Sam shrugged. “Best thing that we can do is give him some rest and try to get that swelling down. He’ll need a doctor’s care when we get to port.” He paused as the James Kennedy began to heel over in a long roll. Everybody reached for support, and Sam grinned and added, “If we get to port.”

“We will,” the mate butted in. “Captain just called down to say the wind’s going down.”

“Py yiminy,” said the big Swede, beaming, “Ay tank Ay live long enough for farm, after all.”

Sam smiled fondly at Gunnar. “You big galoot,” he said, good-humoredly. “You can’t stand to be ashore two days without getting landsick.” He turned his gaze back to Jerry James. “You know,” he said, “I think I’ve got just the thing to take down that swelling some and ease the pain, too.”

“What’s that?” Sandy asked.

“Well, seeing as how you must have swallowed a couple of bucketfuls of it yourself not long ago, I’ll tell you.

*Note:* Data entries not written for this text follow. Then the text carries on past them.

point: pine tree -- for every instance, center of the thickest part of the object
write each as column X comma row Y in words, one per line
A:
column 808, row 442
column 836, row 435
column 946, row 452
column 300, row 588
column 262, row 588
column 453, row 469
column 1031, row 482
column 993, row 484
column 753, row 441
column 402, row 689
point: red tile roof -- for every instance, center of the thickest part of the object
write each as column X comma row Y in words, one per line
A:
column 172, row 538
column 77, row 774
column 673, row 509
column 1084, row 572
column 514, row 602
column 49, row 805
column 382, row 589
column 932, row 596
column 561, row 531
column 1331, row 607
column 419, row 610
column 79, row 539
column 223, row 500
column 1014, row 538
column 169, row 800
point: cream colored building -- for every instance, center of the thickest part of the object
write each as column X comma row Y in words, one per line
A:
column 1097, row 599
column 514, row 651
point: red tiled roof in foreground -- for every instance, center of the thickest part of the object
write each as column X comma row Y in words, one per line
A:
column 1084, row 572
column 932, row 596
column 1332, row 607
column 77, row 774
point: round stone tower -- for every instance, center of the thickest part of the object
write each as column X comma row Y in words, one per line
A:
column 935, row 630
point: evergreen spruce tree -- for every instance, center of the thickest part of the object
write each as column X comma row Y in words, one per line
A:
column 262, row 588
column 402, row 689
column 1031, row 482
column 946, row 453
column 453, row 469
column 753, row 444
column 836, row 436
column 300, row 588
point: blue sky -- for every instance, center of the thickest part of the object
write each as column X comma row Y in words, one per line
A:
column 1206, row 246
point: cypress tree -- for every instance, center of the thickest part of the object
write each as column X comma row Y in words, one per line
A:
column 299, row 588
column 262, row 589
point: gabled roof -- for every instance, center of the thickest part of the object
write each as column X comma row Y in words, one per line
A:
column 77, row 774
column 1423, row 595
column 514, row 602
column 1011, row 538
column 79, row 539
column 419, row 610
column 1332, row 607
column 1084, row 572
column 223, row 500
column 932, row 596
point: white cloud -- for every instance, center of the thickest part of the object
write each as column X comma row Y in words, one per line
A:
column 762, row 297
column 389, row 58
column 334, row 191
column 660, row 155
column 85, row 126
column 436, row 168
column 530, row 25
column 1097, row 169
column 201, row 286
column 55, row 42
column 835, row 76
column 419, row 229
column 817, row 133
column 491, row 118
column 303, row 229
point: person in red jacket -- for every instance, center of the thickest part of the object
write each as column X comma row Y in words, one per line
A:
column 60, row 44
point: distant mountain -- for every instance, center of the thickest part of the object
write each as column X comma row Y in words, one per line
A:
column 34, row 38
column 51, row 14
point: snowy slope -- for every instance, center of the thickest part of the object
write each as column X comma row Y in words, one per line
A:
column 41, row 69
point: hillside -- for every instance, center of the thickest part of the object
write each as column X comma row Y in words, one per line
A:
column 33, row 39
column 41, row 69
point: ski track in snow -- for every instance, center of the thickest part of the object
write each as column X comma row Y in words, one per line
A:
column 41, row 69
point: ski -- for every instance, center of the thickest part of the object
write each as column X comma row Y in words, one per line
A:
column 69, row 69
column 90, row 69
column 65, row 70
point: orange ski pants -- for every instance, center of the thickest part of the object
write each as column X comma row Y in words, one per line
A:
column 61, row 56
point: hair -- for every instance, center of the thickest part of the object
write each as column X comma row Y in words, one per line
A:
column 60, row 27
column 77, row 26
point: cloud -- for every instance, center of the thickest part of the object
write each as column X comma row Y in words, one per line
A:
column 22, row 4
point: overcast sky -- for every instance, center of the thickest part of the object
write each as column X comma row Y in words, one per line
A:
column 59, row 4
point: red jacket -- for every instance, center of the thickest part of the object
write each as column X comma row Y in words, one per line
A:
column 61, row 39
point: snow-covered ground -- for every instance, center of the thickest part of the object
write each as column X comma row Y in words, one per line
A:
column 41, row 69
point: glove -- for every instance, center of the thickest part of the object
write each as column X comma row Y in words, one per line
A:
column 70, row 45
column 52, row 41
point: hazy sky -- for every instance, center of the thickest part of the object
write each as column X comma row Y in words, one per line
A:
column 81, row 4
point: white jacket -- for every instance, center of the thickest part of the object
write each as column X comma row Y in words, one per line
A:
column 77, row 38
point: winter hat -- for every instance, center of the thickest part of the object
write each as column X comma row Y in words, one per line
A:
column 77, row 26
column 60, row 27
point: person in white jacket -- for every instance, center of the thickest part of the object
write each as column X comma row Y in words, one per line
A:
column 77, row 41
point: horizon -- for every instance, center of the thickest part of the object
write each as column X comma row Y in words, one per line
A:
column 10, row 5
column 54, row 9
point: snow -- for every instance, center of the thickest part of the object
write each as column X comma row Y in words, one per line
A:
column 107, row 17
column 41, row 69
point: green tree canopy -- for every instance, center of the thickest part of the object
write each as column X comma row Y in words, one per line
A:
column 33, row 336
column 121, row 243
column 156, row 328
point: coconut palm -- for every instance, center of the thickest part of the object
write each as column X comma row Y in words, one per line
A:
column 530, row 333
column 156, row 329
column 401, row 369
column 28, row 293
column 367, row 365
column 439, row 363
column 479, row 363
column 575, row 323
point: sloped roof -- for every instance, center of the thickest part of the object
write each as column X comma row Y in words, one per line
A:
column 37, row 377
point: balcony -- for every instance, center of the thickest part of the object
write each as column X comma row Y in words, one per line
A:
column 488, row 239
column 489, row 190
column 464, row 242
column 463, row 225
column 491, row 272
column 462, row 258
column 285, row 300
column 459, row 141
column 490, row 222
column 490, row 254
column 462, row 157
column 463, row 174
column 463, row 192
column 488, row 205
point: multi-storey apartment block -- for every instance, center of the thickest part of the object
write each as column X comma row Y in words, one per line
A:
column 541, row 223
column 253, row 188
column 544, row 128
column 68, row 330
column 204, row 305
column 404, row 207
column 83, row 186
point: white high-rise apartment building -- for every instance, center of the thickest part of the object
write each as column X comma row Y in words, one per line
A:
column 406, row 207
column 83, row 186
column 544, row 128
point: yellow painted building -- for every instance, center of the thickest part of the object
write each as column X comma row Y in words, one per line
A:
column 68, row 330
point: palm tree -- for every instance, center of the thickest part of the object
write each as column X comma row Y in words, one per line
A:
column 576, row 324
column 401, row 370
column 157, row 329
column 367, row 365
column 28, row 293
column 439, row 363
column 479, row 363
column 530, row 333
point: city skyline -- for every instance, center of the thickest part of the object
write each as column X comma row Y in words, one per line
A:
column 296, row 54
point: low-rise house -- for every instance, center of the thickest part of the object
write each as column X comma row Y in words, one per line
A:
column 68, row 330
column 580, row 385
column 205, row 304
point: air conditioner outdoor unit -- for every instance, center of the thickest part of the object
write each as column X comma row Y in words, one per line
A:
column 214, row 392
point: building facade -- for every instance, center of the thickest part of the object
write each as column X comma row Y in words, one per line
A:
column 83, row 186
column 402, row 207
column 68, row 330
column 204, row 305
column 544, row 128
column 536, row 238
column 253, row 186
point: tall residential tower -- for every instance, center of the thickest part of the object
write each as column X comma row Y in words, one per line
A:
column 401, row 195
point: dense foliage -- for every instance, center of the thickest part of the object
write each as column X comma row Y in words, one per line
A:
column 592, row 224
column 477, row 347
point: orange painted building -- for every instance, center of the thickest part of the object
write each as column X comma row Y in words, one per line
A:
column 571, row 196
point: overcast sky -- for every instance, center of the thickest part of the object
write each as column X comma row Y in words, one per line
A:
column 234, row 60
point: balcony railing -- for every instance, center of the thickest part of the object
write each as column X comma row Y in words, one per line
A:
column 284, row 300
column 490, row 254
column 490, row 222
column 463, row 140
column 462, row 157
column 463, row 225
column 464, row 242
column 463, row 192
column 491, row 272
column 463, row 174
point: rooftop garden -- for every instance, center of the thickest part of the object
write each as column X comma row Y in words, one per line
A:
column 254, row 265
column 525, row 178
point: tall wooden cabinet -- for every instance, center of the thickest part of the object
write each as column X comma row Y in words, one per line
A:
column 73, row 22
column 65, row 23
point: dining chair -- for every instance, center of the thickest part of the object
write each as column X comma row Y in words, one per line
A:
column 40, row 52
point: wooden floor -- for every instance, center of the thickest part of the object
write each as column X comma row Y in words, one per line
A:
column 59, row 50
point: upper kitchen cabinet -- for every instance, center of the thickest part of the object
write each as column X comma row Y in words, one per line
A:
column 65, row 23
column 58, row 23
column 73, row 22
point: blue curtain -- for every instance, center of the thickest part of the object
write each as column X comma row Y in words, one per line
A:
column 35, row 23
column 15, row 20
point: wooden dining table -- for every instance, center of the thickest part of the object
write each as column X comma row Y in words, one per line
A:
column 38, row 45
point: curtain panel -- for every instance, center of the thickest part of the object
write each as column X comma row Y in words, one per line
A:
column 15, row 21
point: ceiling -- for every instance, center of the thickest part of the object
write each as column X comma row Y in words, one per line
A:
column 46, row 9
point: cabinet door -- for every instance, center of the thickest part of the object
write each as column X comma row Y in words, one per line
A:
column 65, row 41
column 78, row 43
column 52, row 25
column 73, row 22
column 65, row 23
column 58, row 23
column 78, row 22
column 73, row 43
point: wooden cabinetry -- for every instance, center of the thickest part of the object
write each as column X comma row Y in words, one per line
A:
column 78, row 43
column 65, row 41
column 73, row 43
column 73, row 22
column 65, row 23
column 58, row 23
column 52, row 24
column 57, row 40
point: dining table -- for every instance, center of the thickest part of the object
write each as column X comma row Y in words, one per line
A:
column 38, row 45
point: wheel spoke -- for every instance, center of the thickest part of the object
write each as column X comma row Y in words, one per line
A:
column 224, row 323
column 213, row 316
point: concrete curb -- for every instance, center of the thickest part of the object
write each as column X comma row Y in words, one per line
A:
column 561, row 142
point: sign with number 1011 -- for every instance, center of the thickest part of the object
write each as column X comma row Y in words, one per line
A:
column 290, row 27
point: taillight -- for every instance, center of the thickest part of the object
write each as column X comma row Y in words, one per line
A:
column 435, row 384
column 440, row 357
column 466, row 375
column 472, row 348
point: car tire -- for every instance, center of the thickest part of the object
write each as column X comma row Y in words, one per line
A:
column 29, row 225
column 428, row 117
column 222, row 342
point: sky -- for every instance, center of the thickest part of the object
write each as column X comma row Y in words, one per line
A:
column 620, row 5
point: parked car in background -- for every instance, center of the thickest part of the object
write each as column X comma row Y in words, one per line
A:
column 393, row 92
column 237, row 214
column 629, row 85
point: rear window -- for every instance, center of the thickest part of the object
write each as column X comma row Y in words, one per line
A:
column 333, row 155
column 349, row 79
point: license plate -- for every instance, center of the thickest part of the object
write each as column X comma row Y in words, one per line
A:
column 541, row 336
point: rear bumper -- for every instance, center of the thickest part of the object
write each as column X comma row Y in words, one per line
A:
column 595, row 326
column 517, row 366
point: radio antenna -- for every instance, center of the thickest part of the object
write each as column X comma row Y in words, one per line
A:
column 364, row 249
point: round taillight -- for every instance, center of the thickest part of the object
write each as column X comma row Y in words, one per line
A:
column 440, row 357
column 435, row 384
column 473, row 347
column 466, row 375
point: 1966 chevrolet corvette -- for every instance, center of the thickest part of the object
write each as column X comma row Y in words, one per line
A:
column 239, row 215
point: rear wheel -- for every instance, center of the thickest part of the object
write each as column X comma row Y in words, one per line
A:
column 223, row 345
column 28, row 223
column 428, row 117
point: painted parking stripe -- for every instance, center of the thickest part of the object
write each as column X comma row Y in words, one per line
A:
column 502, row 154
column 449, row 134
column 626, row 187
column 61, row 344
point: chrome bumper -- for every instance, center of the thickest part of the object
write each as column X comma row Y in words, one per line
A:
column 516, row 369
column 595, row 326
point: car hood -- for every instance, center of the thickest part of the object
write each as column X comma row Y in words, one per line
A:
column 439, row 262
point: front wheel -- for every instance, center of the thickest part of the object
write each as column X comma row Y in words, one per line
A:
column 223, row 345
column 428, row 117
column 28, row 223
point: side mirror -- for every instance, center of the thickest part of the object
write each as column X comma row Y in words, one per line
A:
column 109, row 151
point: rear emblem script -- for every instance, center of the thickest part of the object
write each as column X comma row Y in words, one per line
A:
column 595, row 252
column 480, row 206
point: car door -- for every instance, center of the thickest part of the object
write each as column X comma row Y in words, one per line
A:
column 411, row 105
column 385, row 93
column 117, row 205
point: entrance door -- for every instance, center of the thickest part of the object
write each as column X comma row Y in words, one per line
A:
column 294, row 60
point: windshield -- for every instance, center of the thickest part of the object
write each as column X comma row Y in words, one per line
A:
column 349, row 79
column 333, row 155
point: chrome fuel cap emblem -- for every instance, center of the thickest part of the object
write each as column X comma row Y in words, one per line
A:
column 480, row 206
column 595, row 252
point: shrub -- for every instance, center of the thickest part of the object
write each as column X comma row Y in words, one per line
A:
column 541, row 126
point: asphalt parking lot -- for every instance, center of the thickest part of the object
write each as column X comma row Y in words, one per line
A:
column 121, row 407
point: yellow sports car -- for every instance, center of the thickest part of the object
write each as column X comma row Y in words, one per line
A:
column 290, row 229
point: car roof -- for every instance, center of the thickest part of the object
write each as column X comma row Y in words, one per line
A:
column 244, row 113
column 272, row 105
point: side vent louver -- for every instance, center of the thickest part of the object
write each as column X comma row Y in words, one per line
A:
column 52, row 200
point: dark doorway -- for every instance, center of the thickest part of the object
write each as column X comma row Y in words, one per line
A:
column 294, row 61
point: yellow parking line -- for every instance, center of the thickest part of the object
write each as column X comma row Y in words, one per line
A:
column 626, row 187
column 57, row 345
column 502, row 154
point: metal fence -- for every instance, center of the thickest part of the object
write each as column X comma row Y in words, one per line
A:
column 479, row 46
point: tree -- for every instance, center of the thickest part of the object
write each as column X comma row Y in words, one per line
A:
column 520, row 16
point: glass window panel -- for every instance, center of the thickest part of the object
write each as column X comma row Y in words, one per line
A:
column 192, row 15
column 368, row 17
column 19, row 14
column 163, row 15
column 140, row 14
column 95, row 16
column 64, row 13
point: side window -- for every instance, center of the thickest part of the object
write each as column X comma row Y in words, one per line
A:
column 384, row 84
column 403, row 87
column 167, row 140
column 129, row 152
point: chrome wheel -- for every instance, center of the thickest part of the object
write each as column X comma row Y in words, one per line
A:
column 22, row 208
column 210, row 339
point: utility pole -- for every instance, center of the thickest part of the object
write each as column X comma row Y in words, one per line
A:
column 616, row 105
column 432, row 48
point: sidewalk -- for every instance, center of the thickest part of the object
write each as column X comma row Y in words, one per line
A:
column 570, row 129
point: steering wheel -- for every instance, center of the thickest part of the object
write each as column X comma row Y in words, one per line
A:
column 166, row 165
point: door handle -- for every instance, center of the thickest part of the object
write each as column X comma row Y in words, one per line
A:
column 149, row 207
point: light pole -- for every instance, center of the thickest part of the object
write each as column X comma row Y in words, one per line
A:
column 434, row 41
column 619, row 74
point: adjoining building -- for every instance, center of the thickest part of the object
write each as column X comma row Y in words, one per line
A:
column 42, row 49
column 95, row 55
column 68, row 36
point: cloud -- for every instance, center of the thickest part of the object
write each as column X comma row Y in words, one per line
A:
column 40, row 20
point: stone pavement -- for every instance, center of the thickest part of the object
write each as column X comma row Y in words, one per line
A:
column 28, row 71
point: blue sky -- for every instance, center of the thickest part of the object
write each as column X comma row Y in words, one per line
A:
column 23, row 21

It’s lake water!” He leaned out into the passageway and called, “Hey, one of you lads, get up above and fetch us a bucket of lake water, hear?” Then he grinned, plainly enjoying himself. “All you have to do is stand on deck until the first wave comes along!”

In another five minutes, Jerry James had been carefully lifted into a sitting position by Gunnar and his sprained right foot had been thrust into a bucket of cold Lake Erie water. Jerry had winced at his first contact with it, but he soon grew accustomed to it. In half an hour more, the swelling had gone down considerably and Jerry was able to turn in with his ankle swathed in strips of sheeting soaked with water.

“Keep dousing it with water every hour or so,” Sam had suggested to Sandy.

Then Sam and Gunnar had trudged back to the barren mess hall to join the rest of the crewmen who squatted glumly against the bulkheads, munching the hard biscuits and cold water passed out to them by a Cookie who seemed to have lost his usual cheerful spirits.